Is data selection/manipulation/summarization available on the kernal side? At high rates extracting enough/iptimal data has caught me with other linux probe based tools.
I like the ring buffer and scap concept. Very nice compared to the full dump or summarized stats other tools focus on.
No, we don't use kprobes at this point, all of our collection is done through tracepoints. Take a look at https://github.com/draios/sysdig/blob/master/driver/main.c for details. They tend to be very efficient, which is a very important requirement because of our "capture all" approach.
And no urace/uprobes support yet. We're considering it as a feature for the future.
While dtrace is extremely robust, it is usually, in my case, not pulled up thanks to the level of expertness needed to really dig properly. This seems to really help welcome usage much more frequently and, with the OSX core / kernel team lagging as they have been for years, we really need additional instrumentation like this.
If I took a version of DTrace and removed about 95% of it's functionality, you'd have what sysdig currently does. It'd be a lot easier to learn, because there wouldn't be much to learn.
The sysdig command line style is promising, and it's exciting to see innovation in this space, but what's there right now is still give and take. Try writing a DTrace aggregation and a sysdig chisel side by side, to see what I mean. In many common cases sysdig is much more laborious to use right now.
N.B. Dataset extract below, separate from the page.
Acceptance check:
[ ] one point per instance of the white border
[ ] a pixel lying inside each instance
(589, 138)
More functionality can be added to sysdig (aggregations -- or chisel functions, thread local variables, tracepoints, kprobes, uprobes, PMCs, register inspection, kernel stacks, user stacks, user stack helpers, kernel filters and aggregations), allowing it to catch up to what DTrace can do, and solve the problems it can solve.
But I think comparing sysdig to DTrace is either wrong or premature. If sysdig isn't going to do those features I mentioned, then it's a different type of tool (nothing wrong with that), but it is misleading and unfair on itself to compare it to DTrace. If it is going to do those features -- and it just hasn't yet -- then why compare it to DTrace now? sysdig will be giving people a poor first impression, and again, it's unfair on itself.
Fantastic tool and it feels a lot better than digging around with `dtrace`. Really looking forward to help on the OSX side as it will help us tremendously.
Sure, perf_events may be a better comparison, but I'd still wait until more functionality was in sysdig before trying to compare. Otherwise I think it's unfair on sysdig.
Thats how almost every modern tracing facility works. Headaches are generally simplified by no malloc, no backtracking, no preemption and a limited DSL with strict compilation.
Is data selection/manipulation/summarization available on the kernal side? At high rates extracting enough/iptimal data has caught me with other linux probe based tools.
I like the ring buffer and scap concept. Very nice compared to the full dump or summarized stats other tools focus on.